JHU grad working as U.S. diplomat killed in Afghanistan

A memorial service was held on April 27 during Johns Hopkins Alumni Weekend to remember Anne Smedinghoff, a 2009 graduate working as a State Department diplomat in Afghanistan who was one of five Americans killed April 6 when their convoy was struck by a suicide bomber.

Anne Smedinghoff

Image caption: Anne Smedinghoff on the Homewood campus in 2008.

Image credit: Will Kirk / Johns Hopkins University

Smedinghoff, 25, was among a group of officials traveling to a school to donate books. Four other Americans—a civilian and three soldiers—were also killed in the attack.

Smedinghoff joined the U.S. Foreign Service after graduating from Johns Hopkins and, according to a statement released by her parents, "absolutely loved the work she was doing" in public diplomacy, engaged in direct outreach to the Afghan people. Her parents, Tom and Mary Beth Smedinghoff of the Chicago suburb of River Forest, Ill., added that their daughter "was always looking for opportunities to reach out and help to make a difference in the lives of those living in a country ravaged by war."

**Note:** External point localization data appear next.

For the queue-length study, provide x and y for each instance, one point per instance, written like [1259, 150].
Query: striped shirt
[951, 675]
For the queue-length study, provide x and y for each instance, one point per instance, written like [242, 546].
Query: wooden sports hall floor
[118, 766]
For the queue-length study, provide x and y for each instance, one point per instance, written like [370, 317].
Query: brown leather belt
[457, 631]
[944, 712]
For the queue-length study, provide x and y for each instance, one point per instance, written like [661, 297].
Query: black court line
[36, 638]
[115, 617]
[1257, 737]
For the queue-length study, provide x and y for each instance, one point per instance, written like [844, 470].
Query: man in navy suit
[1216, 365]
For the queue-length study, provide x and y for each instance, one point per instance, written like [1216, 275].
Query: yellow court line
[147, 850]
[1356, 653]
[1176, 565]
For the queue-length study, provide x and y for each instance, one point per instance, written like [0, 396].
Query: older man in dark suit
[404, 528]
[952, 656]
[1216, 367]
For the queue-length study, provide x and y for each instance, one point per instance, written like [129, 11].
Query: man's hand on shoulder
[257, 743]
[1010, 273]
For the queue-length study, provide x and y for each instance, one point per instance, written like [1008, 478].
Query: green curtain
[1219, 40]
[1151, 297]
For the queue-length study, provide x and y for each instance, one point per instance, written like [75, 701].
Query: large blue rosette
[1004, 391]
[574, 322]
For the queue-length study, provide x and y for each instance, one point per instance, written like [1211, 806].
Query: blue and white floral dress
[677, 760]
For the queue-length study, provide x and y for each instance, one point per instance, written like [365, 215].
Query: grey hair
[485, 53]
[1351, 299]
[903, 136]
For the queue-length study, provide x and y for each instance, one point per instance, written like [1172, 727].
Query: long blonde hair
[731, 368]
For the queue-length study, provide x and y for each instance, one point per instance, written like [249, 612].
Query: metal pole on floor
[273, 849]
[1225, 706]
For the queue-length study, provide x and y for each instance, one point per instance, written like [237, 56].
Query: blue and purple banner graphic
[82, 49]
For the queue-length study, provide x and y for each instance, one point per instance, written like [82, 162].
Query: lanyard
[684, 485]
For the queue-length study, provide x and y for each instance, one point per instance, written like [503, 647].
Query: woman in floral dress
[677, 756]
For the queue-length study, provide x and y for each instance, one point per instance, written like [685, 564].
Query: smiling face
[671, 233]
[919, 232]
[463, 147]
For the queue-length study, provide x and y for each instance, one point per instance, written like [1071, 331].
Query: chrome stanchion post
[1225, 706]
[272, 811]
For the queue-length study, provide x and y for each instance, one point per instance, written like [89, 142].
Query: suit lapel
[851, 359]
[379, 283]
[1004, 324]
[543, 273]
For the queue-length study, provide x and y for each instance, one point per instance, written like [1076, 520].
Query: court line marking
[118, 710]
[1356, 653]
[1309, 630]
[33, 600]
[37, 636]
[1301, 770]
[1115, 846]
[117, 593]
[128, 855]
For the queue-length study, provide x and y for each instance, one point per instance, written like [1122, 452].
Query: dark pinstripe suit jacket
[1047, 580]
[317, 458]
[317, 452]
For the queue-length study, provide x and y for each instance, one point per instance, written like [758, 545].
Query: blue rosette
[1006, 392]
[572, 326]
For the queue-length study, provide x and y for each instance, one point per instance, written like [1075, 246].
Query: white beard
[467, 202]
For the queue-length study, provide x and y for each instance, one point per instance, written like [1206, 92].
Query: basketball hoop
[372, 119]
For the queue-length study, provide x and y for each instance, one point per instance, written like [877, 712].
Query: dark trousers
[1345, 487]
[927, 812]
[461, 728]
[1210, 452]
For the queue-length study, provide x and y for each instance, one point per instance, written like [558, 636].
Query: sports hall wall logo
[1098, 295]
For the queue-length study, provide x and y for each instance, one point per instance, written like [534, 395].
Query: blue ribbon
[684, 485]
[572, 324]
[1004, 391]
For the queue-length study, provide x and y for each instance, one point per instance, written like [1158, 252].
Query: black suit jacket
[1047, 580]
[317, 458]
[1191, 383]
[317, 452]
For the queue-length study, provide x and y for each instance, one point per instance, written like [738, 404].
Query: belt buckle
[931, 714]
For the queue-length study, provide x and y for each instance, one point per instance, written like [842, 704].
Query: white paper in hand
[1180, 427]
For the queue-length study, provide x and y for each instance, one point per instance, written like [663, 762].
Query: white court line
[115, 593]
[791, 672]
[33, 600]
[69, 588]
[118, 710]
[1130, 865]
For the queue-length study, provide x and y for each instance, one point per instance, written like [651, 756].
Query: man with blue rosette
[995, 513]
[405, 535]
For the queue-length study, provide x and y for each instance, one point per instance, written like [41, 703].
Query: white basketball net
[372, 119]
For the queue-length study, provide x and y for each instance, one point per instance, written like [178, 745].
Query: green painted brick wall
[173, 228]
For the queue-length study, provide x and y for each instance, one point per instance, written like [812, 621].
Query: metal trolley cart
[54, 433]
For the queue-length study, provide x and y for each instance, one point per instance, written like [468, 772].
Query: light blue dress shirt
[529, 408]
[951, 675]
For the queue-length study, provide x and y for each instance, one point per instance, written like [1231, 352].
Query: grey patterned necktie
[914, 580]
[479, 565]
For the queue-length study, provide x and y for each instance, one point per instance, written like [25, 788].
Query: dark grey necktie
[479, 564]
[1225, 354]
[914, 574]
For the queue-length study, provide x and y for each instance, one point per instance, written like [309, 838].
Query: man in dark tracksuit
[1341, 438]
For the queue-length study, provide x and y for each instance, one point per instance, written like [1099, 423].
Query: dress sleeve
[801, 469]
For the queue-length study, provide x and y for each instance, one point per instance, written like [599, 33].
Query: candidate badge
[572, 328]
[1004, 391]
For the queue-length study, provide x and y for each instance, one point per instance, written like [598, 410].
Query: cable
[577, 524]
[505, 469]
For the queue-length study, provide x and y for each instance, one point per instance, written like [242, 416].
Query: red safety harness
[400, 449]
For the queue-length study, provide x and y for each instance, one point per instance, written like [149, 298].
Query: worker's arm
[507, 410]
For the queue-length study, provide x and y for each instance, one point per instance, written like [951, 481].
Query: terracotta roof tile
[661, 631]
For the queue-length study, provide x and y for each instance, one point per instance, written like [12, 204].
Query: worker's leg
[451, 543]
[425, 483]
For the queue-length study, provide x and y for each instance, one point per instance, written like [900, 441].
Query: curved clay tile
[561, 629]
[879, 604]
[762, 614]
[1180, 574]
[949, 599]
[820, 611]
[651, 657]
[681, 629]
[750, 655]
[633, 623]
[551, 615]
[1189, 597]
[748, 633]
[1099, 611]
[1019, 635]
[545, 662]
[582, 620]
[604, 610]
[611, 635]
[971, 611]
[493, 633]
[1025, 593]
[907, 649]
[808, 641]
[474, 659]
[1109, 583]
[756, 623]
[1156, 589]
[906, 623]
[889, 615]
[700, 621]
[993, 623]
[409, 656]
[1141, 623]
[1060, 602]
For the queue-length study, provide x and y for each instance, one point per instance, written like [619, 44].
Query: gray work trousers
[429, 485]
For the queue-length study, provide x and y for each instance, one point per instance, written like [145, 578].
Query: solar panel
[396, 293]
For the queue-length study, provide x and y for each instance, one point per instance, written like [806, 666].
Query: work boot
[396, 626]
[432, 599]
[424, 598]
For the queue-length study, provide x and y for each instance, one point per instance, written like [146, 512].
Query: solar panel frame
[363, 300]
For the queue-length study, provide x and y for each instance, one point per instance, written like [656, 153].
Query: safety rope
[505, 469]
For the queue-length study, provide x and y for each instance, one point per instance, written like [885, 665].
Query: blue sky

In an email message notifying the Johns Hopkins community about Smedinghoff's death, university President Ronald J. Daniels wrote, "Katherine Newman, dean of the Krieger School, joins me in extending our deepest sympathies, and those of the entire Johns Hopkins community, to Anne's parents and family and to her many friends, especially her Johns Hopkins friends. May they all be consoled by their memories of her vibrant, valuable, well-lived life and by our appreciation of the absolutely vital work she was doing when she died."

Smedinghoff majored in international studies and was a co-chair of the 2008 student-run Foreign Affairs Symposium, called A Decade of Discussion. She was an active member of Kappa Alpha Theta and a founding member of the Johns Hopkins chapter of Rho Lambda, the national sorority leadership recognition society. She was also elected to the Order of Omega, a national fraternity and sorority leadership honor society.

Smedinghoff was the first U.S. diplomat killed on the job since Ambassador Christopher Stevens and four others were killed in an attack on a diplomatic compound in Benghazi, Libya, on Sept. 11, 2012. She had recently assisted Secretary of State John Kerry during a visit to Kabul. In remarks made in Turkey the day after Smedinghoff's death, Kerry said she was "vivacious, smart, capable, chosen often by the ambassador there to be the lead person because of her capacity."

A scholarship fund has been established in Smedinghoff's memory by her friends and family. The Anne Smedinghoff Memorial Fund at Johns Hopkins University will provide support for students who wish to pursue activities in the area of international development or diplomacy. Donations can be made online at krieger.jhu.edu/giving, by phone to Dan Luperchio at 410-516-0488, or by mail to The Johns Hopkins University, c/o Dan Luperchio, 500W Wyman Park Building, 3400 N. Charles St., Baltimore, MD 21218. Checks should be made payable to the Johns Hopkins University and indicate Anne Smedinghoff Memorial Fund on the memo line.